As time has passed between when the source was originally read and the commit, the following situations can arise:
a. Modification: if changes are made to fields in the source database after the record is read by Batch, then they will be lost if Batch writes to that field as it commits.
b. Deletion: if a record has been deleted then Batch will be unable to write the address back: it will keep track of write failures, which will be displayed in the commit summary.
c. Write failure: if the record cannot be updated for any other reason then this is classed as a serious error, which will be reported individually in the summary along with the reason. Fifty of these errors can occur before the Commit process terminates.
Write failure could occur because the record is locked – if somebody is editing it in the source database – or if the field is read-only to the user running Batch, or if the database is offline or down.

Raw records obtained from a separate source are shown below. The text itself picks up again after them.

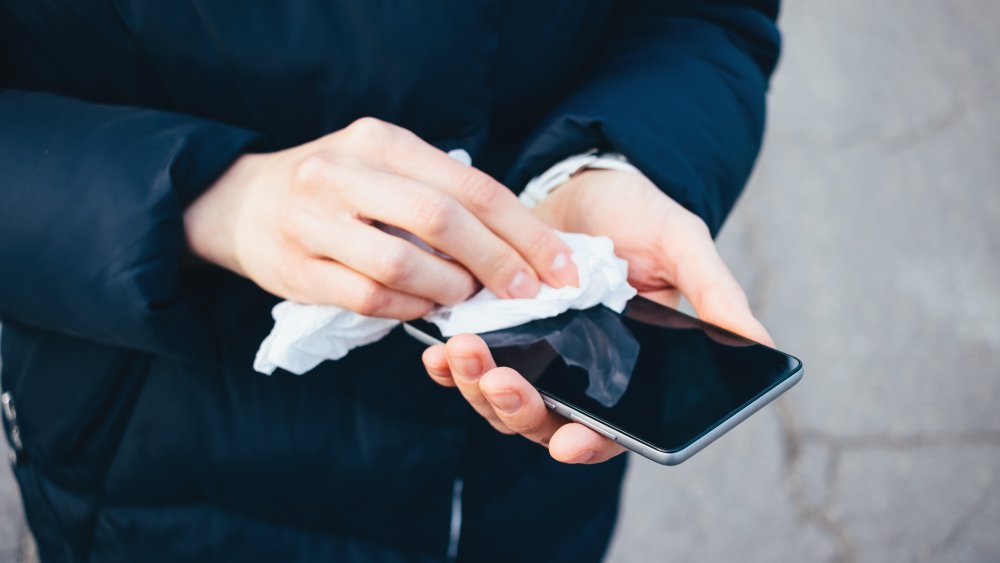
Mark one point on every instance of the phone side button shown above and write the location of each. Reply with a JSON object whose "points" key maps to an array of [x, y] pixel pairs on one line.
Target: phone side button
{"points": [[604, 433]]}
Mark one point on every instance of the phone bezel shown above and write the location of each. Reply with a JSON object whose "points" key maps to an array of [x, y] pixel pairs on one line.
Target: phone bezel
{"points": [[638, 444]]}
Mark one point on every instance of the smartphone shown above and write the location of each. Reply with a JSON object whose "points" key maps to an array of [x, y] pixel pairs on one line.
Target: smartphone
{"points": [[659, 382]]}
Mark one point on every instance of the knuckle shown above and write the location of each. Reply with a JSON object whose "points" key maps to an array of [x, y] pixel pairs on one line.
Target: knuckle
{"points": [[394, 265], [372, 134], [481, 193], [435, 213], [541, 243], [371, 299], [719, 297], [312, 171]]}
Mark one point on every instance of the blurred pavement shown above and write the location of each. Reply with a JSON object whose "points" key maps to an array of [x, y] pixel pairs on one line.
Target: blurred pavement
{"points": [[869, 244]]}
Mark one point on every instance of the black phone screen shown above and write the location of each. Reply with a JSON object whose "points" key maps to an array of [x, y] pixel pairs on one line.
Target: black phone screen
{"points": [[654, 373]]}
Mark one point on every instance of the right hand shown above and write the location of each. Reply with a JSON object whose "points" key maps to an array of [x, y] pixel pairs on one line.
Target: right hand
{"points": [[299, 223]]}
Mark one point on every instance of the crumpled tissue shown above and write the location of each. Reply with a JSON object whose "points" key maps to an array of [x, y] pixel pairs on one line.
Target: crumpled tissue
{"points": [[305, 335]]}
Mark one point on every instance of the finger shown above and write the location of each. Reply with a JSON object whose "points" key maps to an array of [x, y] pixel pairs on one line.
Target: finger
{"points": [[435, 361], [323, 282], [468, 360], [519, 405], [495, 205], [710, 287], [666, 297], [440, 221], [575, 443], [389, 260]]}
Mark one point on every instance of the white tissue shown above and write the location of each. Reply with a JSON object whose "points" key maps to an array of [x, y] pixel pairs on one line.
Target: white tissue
{"points": [[305, 335], [603, 280]]}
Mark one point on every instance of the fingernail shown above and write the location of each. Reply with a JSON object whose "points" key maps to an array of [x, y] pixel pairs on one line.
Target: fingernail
{"points": [[523, 286], [508, 402], [564, 270], [467, 367]]}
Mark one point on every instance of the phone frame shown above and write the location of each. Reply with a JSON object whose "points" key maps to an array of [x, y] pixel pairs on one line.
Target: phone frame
{"points": [[638, 445]]}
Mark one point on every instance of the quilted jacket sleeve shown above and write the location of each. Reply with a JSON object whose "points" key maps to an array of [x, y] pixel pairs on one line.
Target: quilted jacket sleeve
{"points": [[91, 231], [678, 87]]}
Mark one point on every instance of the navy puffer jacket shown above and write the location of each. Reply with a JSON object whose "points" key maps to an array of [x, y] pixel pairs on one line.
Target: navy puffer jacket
{"points": [[142, 433]]}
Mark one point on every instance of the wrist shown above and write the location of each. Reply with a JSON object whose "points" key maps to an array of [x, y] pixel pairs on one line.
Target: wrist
{"points": [[209, 221]]}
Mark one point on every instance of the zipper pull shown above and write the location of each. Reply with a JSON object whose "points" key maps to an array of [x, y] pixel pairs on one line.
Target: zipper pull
{"points": [[10, 413]]}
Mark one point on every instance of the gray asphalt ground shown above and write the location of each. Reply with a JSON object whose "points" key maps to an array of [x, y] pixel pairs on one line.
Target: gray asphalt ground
{"points": [[869, 244]]}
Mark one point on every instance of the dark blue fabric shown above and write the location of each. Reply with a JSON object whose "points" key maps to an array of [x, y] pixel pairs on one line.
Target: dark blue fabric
{"points": [[147, 436]]}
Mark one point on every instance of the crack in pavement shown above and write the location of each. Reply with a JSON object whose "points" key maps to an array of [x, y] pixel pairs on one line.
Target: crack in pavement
{"points": [[818, 514]]}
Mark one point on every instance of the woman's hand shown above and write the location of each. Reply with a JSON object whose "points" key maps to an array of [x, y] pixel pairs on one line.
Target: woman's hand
{"points": [[301, 223], [669, 251]]}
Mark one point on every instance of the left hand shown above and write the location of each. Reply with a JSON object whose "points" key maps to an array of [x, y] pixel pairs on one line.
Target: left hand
{"points": [[670, 252]]}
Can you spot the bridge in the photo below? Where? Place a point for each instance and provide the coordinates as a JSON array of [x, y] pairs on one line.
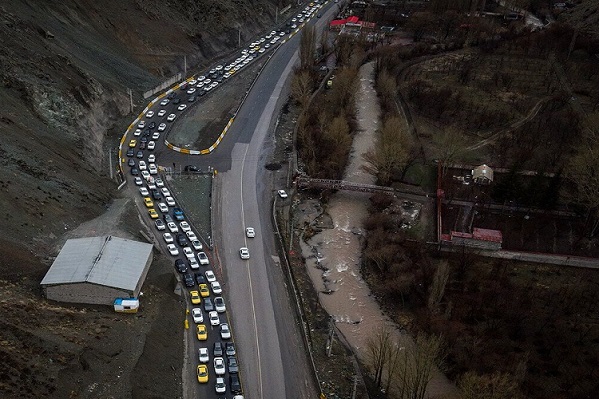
[[329, 184]]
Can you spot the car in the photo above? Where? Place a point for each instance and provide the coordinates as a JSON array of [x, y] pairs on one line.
[[204, 291], [234, 384], [203, 258], [195, 297], [219, 304], [191, 235], [225, 333], [182, 240], [162, 207], [202, 372], [203, 354], [214, 318], [198, 318], [208, 305], [188, 252], [216, 288], [184, 225], [172, 248], [218, 349], [230, 349], [178, 214], [219, 385], [201, 332], [232, 365], [172, 227], [189, 281], [180, 266], [210, 277], [160, 224], [200, 278]]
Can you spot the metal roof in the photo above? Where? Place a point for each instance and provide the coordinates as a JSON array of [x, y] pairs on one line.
[[108, 261]]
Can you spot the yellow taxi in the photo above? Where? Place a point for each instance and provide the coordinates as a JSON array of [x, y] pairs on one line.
[[202, 332], [202, 373], [195, 297], [204, 291]]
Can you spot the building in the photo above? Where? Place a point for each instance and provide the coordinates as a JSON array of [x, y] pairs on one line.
[[482, 174], [97, 270]]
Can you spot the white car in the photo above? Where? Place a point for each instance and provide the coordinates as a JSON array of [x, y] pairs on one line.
[[210, 276], [172, 248], [216, 288], [225, 333], [185, 226], [163, 207], [219, 304], [191, 236], [214, 319], [203, 258], [197, 315], [189, 252], [219, 385], [168, 238], [172, 227], [203, 354]]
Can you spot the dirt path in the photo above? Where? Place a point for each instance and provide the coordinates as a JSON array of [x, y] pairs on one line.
[[333, 256]]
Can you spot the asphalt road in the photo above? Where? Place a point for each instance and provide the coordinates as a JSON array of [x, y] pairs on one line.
[[273, 360]]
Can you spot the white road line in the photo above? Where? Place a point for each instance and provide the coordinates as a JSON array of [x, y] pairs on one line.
[[247, 266]]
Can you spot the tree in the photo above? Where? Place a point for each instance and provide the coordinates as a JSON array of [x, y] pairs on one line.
[[393, 152]]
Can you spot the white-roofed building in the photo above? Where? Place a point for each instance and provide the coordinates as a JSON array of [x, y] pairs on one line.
[[98, 270]]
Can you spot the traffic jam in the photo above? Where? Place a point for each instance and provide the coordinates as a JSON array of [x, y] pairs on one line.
[[216, 356]]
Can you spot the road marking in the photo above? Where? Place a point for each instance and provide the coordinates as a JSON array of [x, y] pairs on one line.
[[247, 266]]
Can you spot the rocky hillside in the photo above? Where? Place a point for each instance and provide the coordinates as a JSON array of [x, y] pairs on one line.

Note that once a record successfully commits, it no longer appears in any of the filters. This also means that problem records can easily be traced by running the Viewer with the filter that was just used to Commit.
As mentioned above, when you Commit, each record that is successfully updated is then marked as committed and is excluded from all the filters. This means that if you immediately reapply the same Commit filter then there should no longer be any record that matches it.
If some further Automatic or Interactive processing is performed then records may once again match the selected filter.
If over fifty serious commit failures occur, or if Batch cannot proceed, then Batch will unmark all the previously committed records in the IDB, so the whole Commit operation can be restarted when the issues are resolved.